The action operates objects as verbs: to push, to tense, to trip, to pull. From it emerges an operativity that involves the entire body and exceeds the visual. The image ceases to be representation and becomes gesture: a gesture that founds new spatial forms, that overflows, that produces an ephemeral mode of reappropriation of the corridor.

The trajectory thus becomes an affective map inscribed in the body, a way of merging with the environment by putting past and future, durability and wear, utility and obsolescence into friction. The action returns to public space what was taken from it, but now stripped of function: freed from meaning, freed from commodification, freed to be imagined otherwise.


ABOUT AMANDA GATTI

Amanda Gatti (1996, Porto Alegre, Brazil) is an artist and researcher whose practice unfolds across performance, video, photography, and installation. She explores the intersections of body, object, and space, investigating how we occupy — and are occupied by — the spaces around us. Drawing from experiences of displacement and the observation of domestic and urban environments, her work conceives the body as mediator and archive, transforming found objects, spatial arrangements, and everyday gestures into ephemeral architectures and relational situations.

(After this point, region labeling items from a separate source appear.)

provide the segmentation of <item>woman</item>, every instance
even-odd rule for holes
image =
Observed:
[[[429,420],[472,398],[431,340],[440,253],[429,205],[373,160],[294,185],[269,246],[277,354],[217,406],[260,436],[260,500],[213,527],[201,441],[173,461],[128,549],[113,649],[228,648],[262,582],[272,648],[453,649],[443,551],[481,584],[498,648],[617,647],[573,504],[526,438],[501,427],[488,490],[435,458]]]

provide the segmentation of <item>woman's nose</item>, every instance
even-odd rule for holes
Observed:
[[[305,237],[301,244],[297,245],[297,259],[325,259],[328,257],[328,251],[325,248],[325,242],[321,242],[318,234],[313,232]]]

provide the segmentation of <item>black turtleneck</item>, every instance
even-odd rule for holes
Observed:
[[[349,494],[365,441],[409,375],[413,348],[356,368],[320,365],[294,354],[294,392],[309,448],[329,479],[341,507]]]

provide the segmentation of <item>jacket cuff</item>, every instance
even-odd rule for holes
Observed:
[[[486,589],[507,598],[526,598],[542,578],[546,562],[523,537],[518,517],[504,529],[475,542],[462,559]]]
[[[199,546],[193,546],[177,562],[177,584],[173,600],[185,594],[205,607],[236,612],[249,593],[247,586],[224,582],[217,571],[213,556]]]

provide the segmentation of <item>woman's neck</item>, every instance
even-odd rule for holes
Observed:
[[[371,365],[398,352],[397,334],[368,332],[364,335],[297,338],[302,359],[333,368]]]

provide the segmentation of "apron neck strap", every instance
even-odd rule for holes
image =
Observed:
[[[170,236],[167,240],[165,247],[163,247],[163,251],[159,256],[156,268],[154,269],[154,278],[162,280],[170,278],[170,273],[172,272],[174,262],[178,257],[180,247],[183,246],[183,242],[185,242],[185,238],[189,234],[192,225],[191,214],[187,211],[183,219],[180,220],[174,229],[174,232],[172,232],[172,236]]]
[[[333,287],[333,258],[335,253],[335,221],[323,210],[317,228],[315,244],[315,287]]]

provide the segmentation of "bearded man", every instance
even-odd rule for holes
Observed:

She studied the Master’s in Scenic Practice and Visual Culture at Museo Reina Sofía/UCLM (Spain, 2023) and the Bachelor’s degree in Audiovisual Production at PUCRS (Brazil, 2018), where she received scholarships such as the Santander Universities grant. In Spain, her work has been presented in institutions and contexts such as Museo Reina Sofía, Fundación Antonio Pérez, Galería Nueva, CRUCE, and Teatro Pradillo, as well as in exhibitions and festivals in Brazil, Germany, Ireland, the United Kingdom, and the United States. She currently resides in Madrid, with secondary bases in Brazil and the United Kingdom.